A Study of Third-party Resources Loading on Web

In the modern web ecosystem, websites often load resources from a range of third-party domains such as ad providers, tracking services and analytics services. This is a well known design decision that establishes an explicit trust between websites and the domains providing such services. However, often overlooked is the fact that these third-parties can further load resources from other domains, creating a dependency chain. This results in a form of implicit trust between first-party websites and any domains loaded further down the chain.

Consider the bbc.com webpage, an hypothetical example, which loads JavaScript program from widgets.com, which, upon execution loads additional content from another third-party, say ads.com. Here, bbc.com as the first-party website, explicitly trusts widgets.com, but implicitly trusts ads.com. This can be represented as a simple dependency chain in which widgets.com is at level 1 and ads.com is at level 2. Past work tends to ignore this, instead collapsing these levels into a single set of third-parties (Falahrastegar et al., 2014).

In this work, we study the dependency chains in the web ecosystem by focusing on the implicitly loaded resources.

First, we obtain the resource dependencies of the Alexa top-200K websites’ main pages using the method described in (Ikram et al., 2019). This Chromium-based Headless (Google, 2018) crawler renders a given website and tracks resource dependencies by recording network requests sent to third-party domains. The requests are then used to reconstruct the dependency chains between each first-party website and its third-party URLs. Note that each first-party can trigger the creation of multiple dependency chains (to form a tree structure). From the Alexa Top-200k websites, we collect 11,287,230 URLs which consist of 6,806,494 unique external resources that correspond to 68,828 and 196,940, respectively, unique second level domains of third- and first-parties.

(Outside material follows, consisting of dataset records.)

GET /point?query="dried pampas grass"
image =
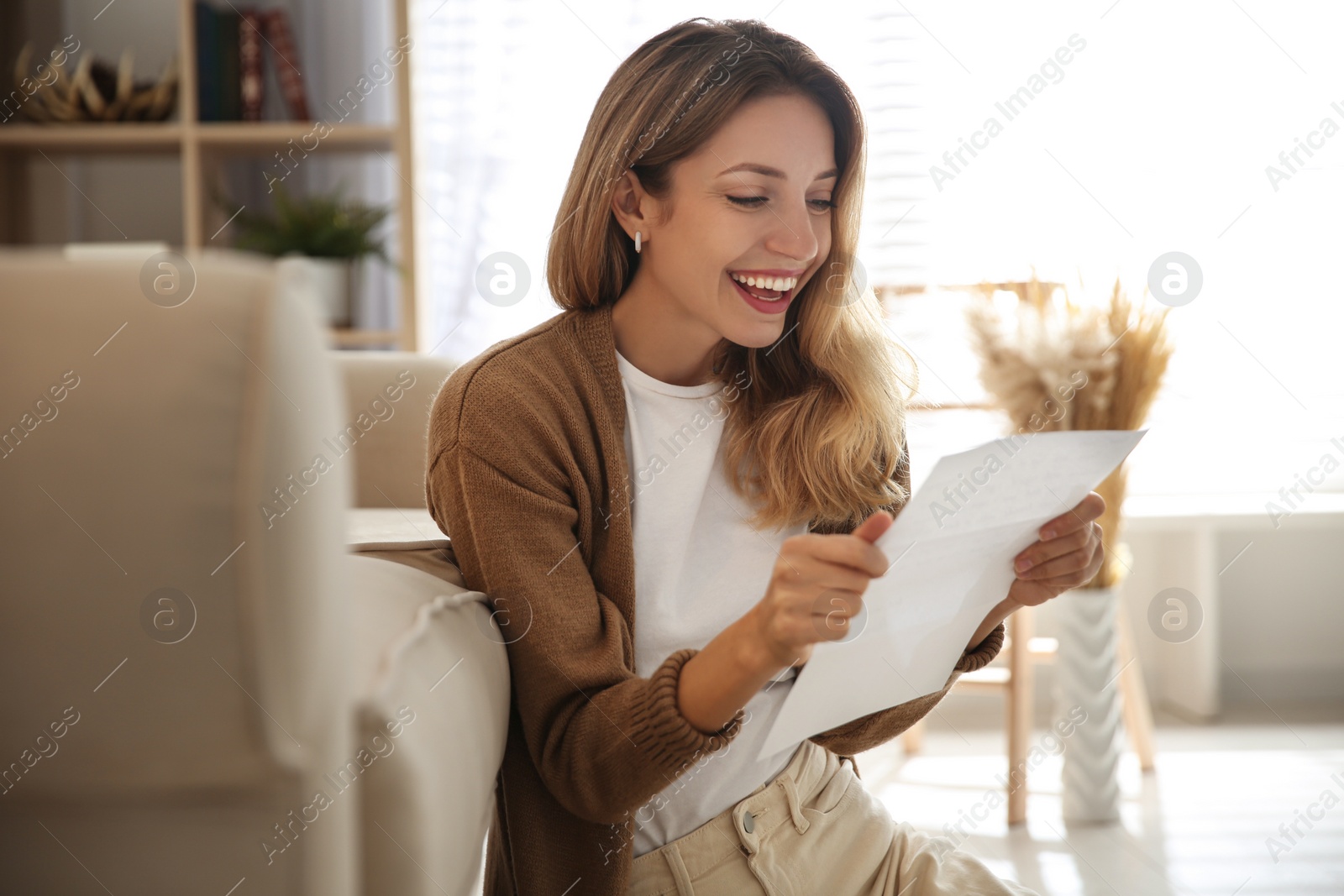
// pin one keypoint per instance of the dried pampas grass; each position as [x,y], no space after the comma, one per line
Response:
[1058,364]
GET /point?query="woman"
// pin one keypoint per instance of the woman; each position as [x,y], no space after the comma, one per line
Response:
[671,493]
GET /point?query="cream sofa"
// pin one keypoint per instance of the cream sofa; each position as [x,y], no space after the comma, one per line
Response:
[206,689]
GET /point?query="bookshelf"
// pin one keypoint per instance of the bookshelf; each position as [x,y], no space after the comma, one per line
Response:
[203,145]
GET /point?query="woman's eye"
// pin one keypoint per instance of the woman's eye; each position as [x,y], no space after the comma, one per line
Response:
[820,204]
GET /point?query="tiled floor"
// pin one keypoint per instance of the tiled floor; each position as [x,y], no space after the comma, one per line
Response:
[1198,824]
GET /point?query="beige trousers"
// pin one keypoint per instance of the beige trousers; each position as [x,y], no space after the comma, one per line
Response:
[813,829]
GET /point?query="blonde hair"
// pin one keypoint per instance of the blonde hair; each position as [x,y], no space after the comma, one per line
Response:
[817,430]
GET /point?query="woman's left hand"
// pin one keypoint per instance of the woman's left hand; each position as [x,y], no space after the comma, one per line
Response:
[1063,562]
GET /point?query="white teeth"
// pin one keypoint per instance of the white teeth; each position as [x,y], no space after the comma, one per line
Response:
[780,284]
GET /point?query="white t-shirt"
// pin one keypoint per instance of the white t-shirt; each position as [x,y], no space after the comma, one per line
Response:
[698,567]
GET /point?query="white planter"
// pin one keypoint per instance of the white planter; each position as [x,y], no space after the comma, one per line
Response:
[327,282]
[1088,678]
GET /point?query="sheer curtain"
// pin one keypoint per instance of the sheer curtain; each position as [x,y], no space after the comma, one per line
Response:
[1155,136]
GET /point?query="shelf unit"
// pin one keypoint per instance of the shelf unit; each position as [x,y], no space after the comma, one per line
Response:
[202,145]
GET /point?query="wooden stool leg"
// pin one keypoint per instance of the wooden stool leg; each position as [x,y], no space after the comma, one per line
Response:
[913,738]
[1019,711]
[1133,694]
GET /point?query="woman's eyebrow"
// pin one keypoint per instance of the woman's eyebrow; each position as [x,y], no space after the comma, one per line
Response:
[773,172]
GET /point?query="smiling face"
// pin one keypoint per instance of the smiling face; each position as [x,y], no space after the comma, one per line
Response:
[753,202]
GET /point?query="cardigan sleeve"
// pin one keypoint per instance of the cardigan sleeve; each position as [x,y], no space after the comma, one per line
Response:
[602,739]
[879,727]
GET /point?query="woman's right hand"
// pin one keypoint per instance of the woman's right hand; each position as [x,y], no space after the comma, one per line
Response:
[816,589]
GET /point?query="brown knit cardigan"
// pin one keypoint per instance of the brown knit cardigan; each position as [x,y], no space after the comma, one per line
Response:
[526,474]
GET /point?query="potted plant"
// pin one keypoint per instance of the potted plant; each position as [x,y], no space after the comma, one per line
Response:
[1112,355]
[326,238]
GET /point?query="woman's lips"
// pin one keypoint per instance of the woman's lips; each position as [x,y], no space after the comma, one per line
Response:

The next challenge is to classify domains as suspicious vs. innocuous. For this we use VirusTotal (Inc, 2019) — an online solution which aggregates the scanning capabilities provided by 68 Anti-Virus (AV) tools, scanning engines and datasets. It has been commonly used in the academic literature to detect malicious apps, executables, software and domains (Zhao et al., 2019; Ikram et al., 2016; Ikram and Kaafar, 2017). For each domain, we use the VirusTotal report API to obtain the VTscore for each third-party domain. This VTscore represents the number of AV tools that flagged the website as malicious (max. 68). The reports also contain meta-information such as the first scan date, scan history, and domain category. We further supplement each domain with their WebSense (Websense, 2018) category provided by the VirusTotal’s reports.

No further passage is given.